Math graphic
📐 Concept diagram

Phase 10: Probability Theory

Subject 10-01: Probability Foundations

Prerequisites: Phases 1-9 (through Advanced Linear Algebra) — set theory, basic combinatorics, measure-theoretic intuition


Learning Objectives

  1. Define sample spaces, events as subsets, and the σ-algebra structure for countable settings
  2. State and apply Kolmogorov's three axioms of probability and prove basic consequences (complement rule, monotonicity, bounds)
  3. Compute probabilities using the addition rule for disjoint events and the inclusion-exclusion principle for overlapping events
  4. Interpret probability as a measure on a measurable space and recognize limits of countable additivity
  5. Distinguish between equally-likely-outcome counting, relative frequency, and subjective interpretations of probability

Core Content

1. Sample Spaces and Events

A probability experiment is any process with an uncertain outcome. The sample space Ω is the set of all possible outcomes.

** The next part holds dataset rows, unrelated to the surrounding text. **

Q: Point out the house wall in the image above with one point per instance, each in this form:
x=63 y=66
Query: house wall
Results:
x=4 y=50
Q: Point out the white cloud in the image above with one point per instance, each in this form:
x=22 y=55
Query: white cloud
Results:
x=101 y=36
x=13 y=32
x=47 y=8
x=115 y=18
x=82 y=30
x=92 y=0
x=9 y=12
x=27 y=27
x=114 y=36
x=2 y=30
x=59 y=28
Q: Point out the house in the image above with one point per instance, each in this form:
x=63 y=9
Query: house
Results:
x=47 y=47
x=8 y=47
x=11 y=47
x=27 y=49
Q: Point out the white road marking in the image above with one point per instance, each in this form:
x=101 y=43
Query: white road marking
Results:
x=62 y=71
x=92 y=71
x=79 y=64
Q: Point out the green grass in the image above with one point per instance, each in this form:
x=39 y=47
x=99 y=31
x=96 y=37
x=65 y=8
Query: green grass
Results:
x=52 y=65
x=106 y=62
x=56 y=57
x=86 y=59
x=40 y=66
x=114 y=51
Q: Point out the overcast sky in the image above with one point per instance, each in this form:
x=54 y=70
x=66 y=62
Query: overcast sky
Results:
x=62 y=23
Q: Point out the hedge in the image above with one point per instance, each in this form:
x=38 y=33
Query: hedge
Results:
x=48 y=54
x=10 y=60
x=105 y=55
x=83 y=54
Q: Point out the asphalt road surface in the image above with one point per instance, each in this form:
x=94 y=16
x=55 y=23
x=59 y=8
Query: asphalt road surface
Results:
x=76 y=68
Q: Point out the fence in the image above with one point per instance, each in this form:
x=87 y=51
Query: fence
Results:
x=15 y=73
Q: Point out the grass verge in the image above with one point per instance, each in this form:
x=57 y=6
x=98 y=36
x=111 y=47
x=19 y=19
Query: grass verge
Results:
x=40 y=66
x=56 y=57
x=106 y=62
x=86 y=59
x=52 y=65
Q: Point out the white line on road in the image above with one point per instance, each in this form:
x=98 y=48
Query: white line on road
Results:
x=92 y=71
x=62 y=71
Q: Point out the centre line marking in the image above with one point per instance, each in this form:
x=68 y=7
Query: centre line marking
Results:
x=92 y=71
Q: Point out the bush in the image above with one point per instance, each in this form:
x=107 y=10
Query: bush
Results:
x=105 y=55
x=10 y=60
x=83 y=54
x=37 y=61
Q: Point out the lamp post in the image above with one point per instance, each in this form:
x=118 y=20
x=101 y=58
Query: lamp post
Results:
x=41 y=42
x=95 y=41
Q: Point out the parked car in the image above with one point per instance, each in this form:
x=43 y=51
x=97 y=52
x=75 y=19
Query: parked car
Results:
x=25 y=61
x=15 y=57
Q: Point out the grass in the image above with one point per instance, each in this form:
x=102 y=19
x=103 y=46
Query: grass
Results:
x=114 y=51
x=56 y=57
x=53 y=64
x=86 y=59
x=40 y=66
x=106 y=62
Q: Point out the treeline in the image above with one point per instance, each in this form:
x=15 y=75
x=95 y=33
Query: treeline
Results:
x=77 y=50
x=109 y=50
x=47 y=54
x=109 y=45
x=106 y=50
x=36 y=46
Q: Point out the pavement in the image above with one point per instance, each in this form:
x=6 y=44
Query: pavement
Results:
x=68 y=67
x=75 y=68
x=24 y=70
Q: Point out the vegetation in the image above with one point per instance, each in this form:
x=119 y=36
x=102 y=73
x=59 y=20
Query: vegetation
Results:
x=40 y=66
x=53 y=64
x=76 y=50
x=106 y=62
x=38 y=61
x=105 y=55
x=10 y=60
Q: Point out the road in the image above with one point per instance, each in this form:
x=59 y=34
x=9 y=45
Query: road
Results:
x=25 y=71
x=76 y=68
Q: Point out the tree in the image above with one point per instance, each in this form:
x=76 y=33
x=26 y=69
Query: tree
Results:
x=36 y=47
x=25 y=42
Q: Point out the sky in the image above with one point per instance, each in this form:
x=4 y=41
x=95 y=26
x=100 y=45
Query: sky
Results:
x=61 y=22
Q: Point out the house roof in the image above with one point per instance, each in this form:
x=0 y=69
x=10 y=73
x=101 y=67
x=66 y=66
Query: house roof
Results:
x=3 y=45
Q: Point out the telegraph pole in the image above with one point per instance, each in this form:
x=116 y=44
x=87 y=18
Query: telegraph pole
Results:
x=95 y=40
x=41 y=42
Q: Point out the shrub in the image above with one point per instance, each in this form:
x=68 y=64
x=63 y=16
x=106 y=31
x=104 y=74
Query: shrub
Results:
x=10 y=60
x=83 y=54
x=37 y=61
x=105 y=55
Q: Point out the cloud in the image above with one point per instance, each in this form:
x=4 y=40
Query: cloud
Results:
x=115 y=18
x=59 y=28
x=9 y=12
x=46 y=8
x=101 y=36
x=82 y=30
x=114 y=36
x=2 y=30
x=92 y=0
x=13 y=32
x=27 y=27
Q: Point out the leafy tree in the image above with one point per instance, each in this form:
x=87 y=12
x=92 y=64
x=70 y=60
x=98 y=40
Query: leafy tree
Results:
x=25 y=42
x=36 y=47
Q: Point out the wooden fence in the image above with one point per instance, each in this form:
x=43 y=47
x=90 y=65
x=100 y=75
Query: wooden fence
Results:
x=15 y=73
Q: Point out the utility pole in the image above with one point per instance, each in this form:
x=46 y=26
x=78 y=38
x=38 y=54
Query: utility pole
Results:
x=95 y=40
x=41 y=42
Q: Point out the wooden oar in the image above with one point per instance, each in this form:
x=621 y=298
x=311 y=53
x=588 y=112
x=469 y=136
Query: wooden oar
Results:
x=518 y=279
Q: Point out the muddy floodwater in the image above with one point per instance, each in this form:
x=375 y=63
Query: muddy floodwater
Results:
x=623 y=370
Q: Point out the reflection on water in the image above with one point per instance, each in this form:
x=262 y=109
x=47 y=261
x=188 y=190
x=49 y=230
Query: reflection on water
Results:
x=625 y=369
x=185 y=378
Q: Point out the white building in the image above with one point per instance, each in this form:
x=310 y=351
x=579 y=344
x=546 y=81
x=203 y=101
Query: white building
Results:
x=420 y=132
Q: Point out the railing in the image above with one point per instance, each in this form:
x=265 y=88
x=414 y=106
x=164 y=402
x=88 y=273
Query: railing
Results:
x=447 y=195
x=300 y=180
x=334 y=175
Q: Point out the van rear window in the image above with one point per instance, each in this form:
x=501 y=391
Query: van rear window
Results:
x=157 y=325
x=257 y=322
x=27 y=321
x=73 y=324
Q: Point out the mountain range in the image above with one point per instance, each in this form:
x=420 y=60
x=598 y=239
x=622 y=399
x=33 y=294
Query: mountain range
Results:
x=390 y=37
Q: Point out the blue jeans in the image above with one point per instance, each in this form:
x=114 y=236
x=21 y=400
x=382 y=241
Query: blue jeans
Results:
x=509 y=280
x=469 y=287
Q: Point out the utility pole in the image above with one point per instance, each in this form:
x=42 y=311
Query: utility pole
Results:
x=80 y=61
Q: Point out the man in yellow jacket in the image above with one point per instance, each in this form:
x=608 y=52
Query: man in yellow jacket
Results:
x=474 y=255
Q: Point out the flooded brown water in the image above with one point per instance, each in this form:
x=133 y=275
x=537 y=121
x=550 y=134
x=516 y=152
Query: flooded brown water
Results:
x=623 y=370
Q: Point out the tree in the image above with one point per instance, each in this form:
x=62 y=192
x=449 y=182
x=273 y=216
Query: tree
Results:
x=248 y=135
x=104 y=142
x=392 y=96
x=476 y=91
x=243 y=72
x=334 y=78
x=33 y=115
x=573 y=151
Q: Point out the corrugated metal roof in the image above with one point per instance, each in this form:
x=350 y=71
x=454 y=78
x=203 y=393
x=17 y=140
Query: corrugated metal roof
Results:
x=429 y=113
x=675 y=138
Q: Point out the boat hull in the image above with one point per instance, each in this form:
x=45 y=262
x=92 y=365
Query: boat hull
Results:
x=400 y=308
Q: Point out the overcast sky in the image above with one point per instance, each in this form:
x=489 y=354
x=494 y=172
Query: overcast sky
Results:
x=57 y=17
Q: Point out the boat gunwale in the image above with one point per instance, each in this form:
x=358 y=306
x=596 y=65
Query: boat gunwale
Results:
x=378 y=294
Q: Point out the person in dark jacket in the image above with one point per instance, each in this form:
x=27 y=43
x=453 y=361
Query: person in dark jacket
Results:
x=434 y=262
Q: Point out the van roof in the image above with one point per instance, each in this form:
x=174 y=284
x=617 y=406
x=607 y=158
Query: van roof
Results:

Examples: - Coin toss: Ω = {H, T} - Two coin tosses: Ω = {HH, HT, TH, TT} - Roll of a die: Ω = {1, 2, 3, 4, 5, 6} - Lifetime of a lightbulb (continuous): Ω = [0, ∞)

An event is a subset of the sample space: A ⊆ Ω. An event "occurs" if the actual outcome ω ∈ A.

Special events: - Certain event: Ω itself (always occurs) - Impossible event: ∅ (never occurs) - Elementary event: {ω} for a single outcome ω

For a finite or countably infinite Ω, we typically take the σ-algebra F to be the power set ℘(Ω) — every subset is an event.

Set operations on events: - Union A ∪ B: "A or B occurs" (or both) - Intersection A ∩ B: "A and B both occur" - Complement Aᶜ = Ω \ A: "A does not occur" - Difference A \ B = A ∩ Bᶜ: "A occurs but B does not"

De Morgan's Laws:

$(A ∪ B)ᶜ = Aᶜ ∩ Bᶜ
(A ∩ B)ᶜ = Aᶜ ∪ Bᶜ
$

Events A and B are mutually exclusive (disjoint) if A ∩ B = ∅ — they cannot occur simultaneously.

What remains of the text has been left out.